Perdu dans les confins de Bugendana, le Lycée paie, depuis le début de l’année scolaire, un lourd tribut de son éloignement . Les élèves se présentent en classe mais aucun professeur ne se pointe depuis trois semaines. Selon Tharcisse Manirambona, directeur du lycée, son école n’a jamais eu de professeur permanent. Ce qui affecte gravement les activités scolaires. La classe post fondamentale a fonctionné grâce aux contributions des parents qui rémunéraient les professeurs vacataires. Le directeur dit que depuis l’année scolaire, cette classe avait 4 enseignants qui n’étaient même pas qualifiés.
« Avant, nous faisions recours aux quatre professeurs vacataires que nous payions avec la contribution des parents. Mais depuis la mesure du ministère de tutelle interdisant cette méthode dans toutes les écoles publiques, tous sont partis et nous nous sommes retrouvés sans enseignants. » D’après lui, la solution viendra des parents eux-mêmes puisque l’école n’a pas d’autres alternatives pour payer les professeurs.

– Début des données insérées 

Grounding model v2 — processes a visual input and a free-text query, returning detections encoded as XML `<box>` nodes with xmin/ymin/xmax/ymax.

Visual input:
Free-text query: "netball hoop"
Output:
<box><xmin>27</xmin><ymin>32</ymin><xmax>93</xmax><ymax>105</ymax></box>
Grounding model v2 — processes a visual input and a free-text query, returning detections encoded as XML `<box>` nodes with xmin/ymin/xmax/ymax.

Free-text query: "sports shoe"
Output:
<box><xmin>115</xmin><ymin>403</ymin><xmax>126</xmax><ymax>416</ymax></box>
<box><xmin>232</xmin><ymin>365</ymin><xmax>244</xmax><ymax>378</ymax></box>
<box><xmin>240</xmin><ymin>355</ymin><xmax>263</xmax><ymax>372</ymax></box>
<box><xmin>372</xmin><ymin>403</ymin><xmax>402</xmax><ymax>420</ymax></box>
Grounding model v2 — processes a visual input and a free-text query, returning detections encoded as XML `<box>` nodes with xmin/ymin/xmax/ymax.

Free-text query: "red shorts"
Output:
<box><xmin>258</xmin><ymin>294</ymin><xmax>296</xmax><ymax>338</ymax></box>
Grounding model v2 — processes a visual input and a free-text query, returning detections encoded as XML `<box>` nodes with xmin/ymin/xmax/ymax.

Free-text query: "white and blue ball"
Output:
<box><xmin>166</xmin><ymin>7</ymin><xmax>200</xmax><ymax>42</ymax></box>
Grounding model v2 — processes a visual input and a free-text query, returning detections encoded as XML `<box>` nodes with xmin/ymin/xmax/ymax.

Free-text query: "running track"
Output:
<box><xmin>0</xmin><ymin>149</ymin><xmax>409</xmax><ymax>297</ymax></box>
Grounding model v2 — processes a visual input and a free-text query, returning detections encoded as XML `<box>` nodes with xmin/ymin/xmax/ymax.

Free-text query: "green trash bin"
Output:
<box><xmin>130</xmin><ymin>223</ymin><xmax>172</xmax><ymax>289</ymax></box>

Tout de même, il garde espoir : «Selon mes autorités hiérarchiques, le ministre de tutelle aurait accepté une exception pour nous. Nous pourrions continuer à demander aux parents de rémunérer les professeurs. Nous sommes en négociations avec le comité des parents pour trouver une solution. »
Une mesure jugée injuste
Certains parents interrogés indiquent qu’ils se sentent trahis par le gouvernement. Ils se demandent pourquoi les parents pauvres doivent payer les salaires d’une partie des enseignants dans une école où la qualité de l’enseignement est inférieure à celle des centres urbains. Ces conditions de travail et de rémunération sont fortement contestées par la plupart des parents et leurs enfants et semblent constituer un handicap à leur motivation et leur assiduité. . « Si le ministère de l’Education ne veut pas envoyer les enseignants ici, qu’il ferme cette école au lieu de faire perdre du temps à nos enfants », peste Catherine Kiragurana, mère d’un élève. Même rhétorique pour Edouard. D’après lui, il n’est pas normal que les parents continuent de cotiser pour rémunérer les professeurs alors que l’école est publique.
« Une école n’est pas les quatre murs seulement, c’est le matériel didactique et de bons professeurs. » Ce que les élèves soutiennent.
« Nous avons commencé l’année à 47, mais aujourd’hui nous sommes 35. Et demain, je ne suis pas sûr si cinq ou dix ne choisiront pas l’abandon », a déclaré J.K., élève à cette école.
Nous avons cherché à joindre le Directeur provincial de l’Enseignement à Gitega, sans succès.